Dal Vangelo secondo Luca
Lc 12,49-53
In quel tempo, Gesù disse ai suoi discepoli:
«Sono venuto a gettare fuoco sulla terra, e quanto vorrei che fosse già acceso! Ho un battesimo nel quale sarò battezzato, e come sono angosciato finché non sia compiuto!
Pensate che io sia venuto a portare pace sulla terra? No, io vi dico, ma divisione. D’ora innanzi, se in una famiglia vi sono cinque persone, saranno divisi tre contro due e due contro tre; si divideranno padre contro figlio e figlio contro padre, madre contro figlia e figlia contro madre, suocera contro nuora e nuora contro suocera».
Parola del Signore.
Commenti di don L. M. Epicoco:
“Sono venuto a gettare fuoco sulla terra, e quanto vorrei che fosse già acceso!(…) Pensate che io sia venuto a portare pace sulla terra?
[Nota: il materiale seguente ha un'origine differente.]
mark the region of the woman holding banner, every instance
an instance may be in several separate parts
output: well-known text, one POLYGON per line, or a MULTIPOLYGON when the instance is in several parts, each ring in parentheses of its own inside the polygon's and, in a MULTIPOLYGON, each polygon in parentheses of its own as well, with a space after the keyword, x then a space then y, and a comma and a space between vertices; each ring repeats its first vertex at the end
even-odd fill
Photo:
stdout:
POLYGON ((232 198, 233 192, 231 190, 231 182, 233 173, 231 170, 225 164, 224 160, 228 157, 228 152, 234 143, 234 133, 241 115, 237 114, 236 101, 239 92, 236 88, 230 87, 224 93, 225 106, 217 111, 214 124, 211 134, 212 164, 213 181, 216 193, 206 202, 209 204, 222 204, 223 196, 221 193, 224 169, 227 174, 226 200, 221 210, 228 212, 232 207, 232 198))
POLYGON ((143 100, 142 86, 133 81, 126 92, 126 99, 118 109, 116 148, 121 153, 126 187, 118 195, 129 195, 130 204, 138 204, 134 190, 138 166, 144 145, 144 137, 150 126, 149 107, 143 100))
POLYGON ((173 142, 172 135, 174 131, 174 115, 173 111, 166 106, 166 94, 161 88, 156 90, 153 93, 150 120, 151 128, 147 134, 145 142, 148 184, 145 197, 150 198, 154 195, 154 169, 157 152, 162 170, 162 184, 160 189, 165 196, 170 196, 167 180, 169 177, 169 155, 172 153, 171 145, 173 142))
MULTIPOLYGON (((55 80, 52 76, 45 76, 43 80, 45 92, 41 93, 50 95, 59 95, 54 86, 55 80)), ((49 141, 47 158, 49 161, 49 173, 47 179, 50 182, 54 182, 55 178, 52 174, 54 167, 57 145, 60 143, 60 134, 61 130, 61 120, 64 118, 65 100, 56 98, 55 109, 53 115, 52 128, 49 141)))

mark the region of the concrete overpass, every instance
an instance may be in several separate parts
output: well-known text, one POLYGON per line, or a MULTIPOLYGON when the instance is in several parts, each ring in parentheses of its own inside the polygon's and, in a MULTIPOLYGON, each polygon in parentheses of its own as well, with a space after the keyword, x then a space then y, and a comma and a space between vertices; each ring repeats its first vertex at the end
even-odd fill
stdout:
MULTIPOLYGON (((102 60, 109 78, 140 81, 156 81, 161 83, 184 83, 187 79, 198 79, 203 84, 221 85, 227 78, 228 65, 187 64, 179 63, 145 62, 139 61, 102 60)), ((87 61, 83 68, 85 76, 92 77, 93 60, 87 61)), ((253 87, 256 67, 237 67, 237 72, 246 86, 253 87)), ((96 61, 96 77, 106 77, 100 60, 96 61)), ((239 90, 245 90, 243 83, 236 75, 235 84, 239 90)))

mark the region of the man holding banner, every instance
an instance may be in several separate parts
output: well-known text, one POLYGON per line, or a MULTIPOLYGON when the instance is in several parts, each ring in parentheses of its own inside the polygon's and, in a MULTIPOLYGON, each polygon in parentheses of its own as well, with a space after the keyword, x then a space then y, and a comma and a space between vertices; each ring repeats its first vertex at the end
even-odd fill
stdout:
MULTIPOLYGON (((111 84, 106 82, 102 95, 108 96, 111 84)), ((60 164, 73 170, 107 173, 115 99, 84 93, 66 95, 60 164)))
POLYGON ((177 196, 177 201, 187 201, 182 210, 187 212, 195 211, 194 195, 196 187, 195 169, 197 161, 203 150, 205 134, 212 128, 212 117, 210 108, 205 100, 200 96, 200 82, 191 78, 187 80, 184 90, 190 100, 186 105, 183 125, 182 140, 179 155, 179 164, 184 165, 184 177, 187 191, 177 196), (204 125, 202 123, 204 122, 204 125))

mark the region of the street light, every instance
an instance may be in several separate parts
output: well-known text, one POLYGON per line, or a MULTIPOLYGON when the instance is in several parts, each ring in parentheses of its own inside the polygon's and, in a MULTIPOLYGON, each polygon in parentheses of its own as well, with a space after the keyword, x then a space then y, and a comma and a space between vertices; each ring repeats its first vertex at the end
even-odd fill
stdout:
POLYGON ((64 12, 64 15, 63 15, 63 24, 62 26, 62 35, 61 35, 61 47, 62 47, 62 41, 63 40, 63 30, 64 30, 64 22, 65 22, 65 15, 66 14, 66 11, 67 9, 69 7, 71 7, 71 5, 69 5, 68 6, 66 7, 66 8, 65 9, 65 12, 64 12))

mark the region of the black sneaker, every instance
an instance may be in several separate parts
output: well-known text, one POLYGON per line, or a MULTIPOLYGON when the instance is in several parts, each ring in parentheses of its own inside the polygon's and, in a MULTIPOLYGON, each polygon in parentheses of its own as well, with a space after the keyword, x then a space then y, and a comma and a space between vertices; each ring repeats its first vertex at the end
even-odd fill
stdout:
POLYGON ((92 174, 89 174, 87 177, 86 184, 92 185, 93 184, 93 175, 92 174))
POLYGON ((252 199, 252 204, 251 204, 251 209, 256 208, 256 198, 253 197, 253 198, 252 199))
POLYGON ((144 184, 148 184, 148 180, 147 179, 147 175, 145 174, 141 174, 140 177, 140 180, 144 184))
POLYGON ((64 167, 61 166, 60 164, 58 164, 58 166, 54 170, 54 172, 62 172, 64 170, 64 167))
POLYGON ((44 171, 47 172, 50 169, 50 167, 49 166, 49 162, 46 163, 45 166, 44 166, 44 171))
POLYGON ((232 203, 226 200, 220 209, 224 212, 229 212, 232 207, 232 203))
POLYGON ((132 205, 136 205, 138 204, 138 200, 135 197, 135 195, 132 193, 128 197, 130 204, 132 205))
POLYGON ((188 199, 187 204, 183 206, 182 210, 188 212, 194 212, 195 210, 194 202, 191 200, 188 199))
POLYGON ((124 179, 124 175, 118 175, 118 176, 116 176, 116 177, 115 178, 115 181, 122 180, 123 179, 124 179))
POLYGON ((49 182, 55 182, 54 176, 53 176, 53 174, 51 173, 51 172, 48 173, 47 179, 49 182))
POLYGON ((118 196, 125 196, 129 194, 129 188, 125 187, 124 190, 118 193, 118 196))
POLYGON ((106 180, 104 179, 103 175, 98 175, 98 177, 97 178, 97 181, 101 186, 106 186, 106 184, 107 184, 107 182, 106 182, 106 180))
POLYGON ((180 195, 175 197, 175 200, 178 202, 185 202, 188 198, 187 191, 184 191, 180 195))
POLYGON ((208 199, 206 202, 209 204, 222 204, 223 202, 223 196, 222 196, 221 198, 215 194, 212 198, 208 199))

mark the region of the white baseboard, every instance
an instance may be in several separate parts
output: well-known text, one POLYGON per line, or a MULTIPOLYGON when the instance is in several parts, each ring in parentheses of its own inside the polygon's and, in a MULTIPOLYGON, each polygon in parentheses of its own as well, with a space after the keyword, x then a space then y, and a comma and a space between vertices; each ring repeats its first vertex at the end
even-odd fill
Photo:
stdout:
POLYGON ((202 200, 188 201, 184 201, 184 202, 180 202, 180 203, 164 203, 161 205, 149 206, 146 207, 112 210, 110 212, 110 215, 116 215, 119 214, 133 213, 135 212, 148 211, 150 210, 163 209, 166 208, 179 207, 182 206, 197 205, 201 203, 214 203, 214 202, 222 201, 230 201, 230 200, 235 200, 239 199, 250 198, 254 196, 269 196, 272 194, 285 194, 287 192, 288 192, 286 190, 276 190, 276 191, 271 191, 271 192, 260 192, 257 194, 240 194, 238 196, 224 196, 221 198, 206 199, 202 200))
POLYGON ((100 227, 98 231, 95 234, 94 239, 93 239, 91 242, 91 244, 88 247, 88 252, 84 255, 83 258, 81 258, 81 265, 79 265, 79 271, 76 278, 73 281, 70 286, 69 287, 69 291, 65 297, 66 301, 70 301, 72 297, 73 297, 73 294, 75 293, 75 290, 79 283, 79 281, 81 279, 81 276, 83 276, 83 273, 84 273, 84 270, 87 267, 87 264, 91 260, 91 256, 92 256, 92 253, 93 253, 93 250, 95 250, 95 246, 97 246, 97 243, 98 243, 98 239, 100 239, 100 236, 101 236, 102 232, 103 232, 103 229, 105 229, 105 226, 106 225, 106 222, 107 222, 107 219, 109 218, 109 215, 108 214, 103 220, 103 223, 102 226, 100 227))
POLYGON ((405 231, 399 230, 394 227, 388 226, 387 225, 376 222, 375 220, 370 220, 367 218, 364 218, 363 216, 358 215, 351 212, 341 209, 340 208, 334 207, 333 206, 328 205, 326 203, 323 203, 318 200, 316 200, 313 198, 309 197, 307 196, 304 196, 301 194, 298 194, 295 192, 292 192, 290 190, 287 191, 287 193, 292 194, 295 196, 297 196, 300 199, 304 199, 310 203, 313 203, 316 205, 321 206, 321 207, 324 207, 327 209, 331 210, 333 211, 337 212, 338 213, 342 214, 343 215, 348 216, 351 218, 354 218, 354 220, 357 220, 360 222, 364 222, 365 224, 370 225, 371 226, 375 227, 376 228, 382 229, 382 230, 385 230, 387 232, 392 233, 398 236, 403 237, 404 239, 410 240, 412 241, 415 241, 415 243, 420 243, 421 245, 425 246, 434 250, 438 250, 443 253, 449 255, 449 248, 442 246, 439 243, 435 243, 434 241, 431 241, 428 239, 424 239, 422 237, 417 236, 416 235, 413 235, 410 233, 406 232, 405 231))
No, io vi dico, ma divisione”. Che effetto strano fanno le parole di Gesù nel Vangelo di oggi, ma in realtà hanno il sapore di quegli schiaffi salutari che delle volte servono a svegliarci da certi stati depressivi indotti dalle nostre politiche della giusta misura. Che cosa voglio dire? Semplicemente che più mi guardo intorno e più mi accorgo della quasi totale mancanza di passione. Non vedo più persone appassionate, tutti sono misuratamente poco coinvolti con la vita, con le cose da fare, con gli ideali. Non si combatte più per nulla. Ci si accomoda in una costante crisi, e in un vittimismo che ci fa essere sempre annoiati e depressi. È proprio vero, ci manca qualcosa per cui “bruciare”. Bruciare di passione, di iniziative, e perché no, anche di cadute. La pace che aneliamo è una pace finta, fatta con tutti gli antidolorifici che scoviamo. L’importante è non sentire dolore e fatica e non importa se non sono felice, l’importante è che non mi stanco troppo, che non soffro troppo, che non mi scomodo troppo. Abbiamo tirato su una generazione di infelici perché ci siamo convinti che non abbiamo le capacità di risolvere i problemi. Ci siamo dimenticati che delle volte per diventare noi stessi bisogna fare la fatica di dividersi dalla massa, di distinguerci. Non è rinnegare un padre o una madre, ma saper essere noi stessi anche al di là di loro. Non è mettere tutti d’accordo ma essere tutti vivi e sentire la vita come qualcosa di vivo. La stanza di un museo la si gestisce certamente meglio di una stanza piena di bambini, ma è quest’ultima che contiene davvero la vita mentre la prima ne può avere solo sbiadite e inestimabili tracce. Siamo musei o siamo vivi? I reperti da museo si studiano, si analizzano, si catalogano, si restaurano, ma la vita invece è fatta di scelte, tentativi, sogni per cui lottare, sofferenze da affrontare, incomprensioni da digerire.